Anvisa anuncia retenção de receita para medicamentos usados para emagrecimento; Ozempic está na lista
A instituição reforça que a prescrição desses medicamentos deve ser baseada em critérios médicos bem definidos e que seu uso deve ser acompanhado de monitoramento constante.
- Publicado: 20/01/2026
- Alterado: 16/04/2025
- Autor: Redação
- Fonte: Farol Santander São Paulo
A Agência Nacional de Vigilância Sanitária (Anvisa) anunciou uma nova regulamentação que obriga a retenção da receita médica na venda de medicamentos originalmente indicados para o tratamento de diabetes tipo 2, mas que têm sido amplamente utilizados com finalidade estética, principalmente para emagrecimento.
A medida, que entrará em vigor 60 dias após sua publicação no Diário Oficial da União, tem como objetivo principal aumentar a segurança dos pacientes e coibir o uso indiscriminado desses fármacos.
Uso off-label e riscos à saúde
Até então, bastava apresentar a prescrição médica para adquirir medicamentos como semaglutida (nome comercial Ozempic) ou tirzepatida (comercializada como Mounjaro). Com a nova diretriz, as farmácias estarão obrigadas a reter a receita, criando uma barreira adicional contra a automedicação e o uso sem acompanhamento profissional.
Esses medicamentos atuam na regulação do apetite e no controle da glicemia, e têm demonstrado resultados expressivos na perda de peso — o que levou ao aumento exponencial da demanda, inclusive entre pessoas sem diagnóstico de diabetes.
O problema é que o uso fora da indicação oficial, chamado de off-label, pode causar efeitos adversos graves, como náuseas intensas, problemas gastrointestinais e até descompensações metabólicas.
Ozempic, Mounjaro e a popularização dos análogos de GLP-1
Ozempic e Mounjaro pertencem à classe dos análogos de GLP-1, hormônios que simulam a ação do peptídeo-1 semelhante ao glucagon, promovendo sensação de saciedade, retardando o esvaziamento gástrico e ajudando no controle glicêmico.
Esses medicamentos foram desenvolvidos com foco em pacientes com diabetes tipo 2, mas ganharam notoriedade como ferramentas de emagrecimento após celebridades e influenciadores relatarem perdas de peso significativas ao utilizá-los.
O fenômeno aumentou a procura nas farmácias, levando inclusive a desabastecimentos temporários.

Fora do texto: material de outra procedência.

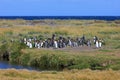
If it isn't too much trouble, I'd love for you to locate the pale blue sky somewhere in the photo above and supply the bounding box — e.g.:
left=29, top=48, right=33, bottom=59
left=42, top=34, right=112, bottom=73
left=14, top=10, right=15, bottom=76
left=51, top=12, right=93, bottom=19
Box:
left=0, top=0, right=120, bottom=16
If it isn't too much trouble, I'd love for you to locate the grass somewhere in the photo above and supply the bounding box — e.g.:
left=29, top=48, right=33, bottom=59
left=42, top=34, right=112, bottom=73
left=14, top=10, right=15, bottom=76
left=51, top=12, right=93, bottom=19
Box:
left=0, top=20, right=120, bottom=80
left=0, top=69, right=120, bottom=80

Com isso, profissionais da saúde passaram a alertar para os riscos do uso sem acompanhamento, e a Anvisa intensificou a fiscalização e o controle regulatório sobre esses produtos.
Medida visa proteger a saúde pública
Segundo a Anvisa, a decisão de exigir a retenção da receita está alinhada com a missão da agência de garantir o uso seguro e eficaz de medicamentos no país.
A instituição reforça que a prescrição desses medicamentos deve ser baseada em critérios médicos bem definidos e que seu uso deve ser acompanhado de monitoramento constante.
O novo protocolo reforça a necessidade de um debate mais amplo sobre o uso racional de medicamentos e a importância da consulta médica para decisões terapêuticas. Consumidores e profissionais devem ficar atentos às atualizações publicadas pela agência, que continuará divulgando orientações para esclarecer a população sobre o uso correto desses tratamentos.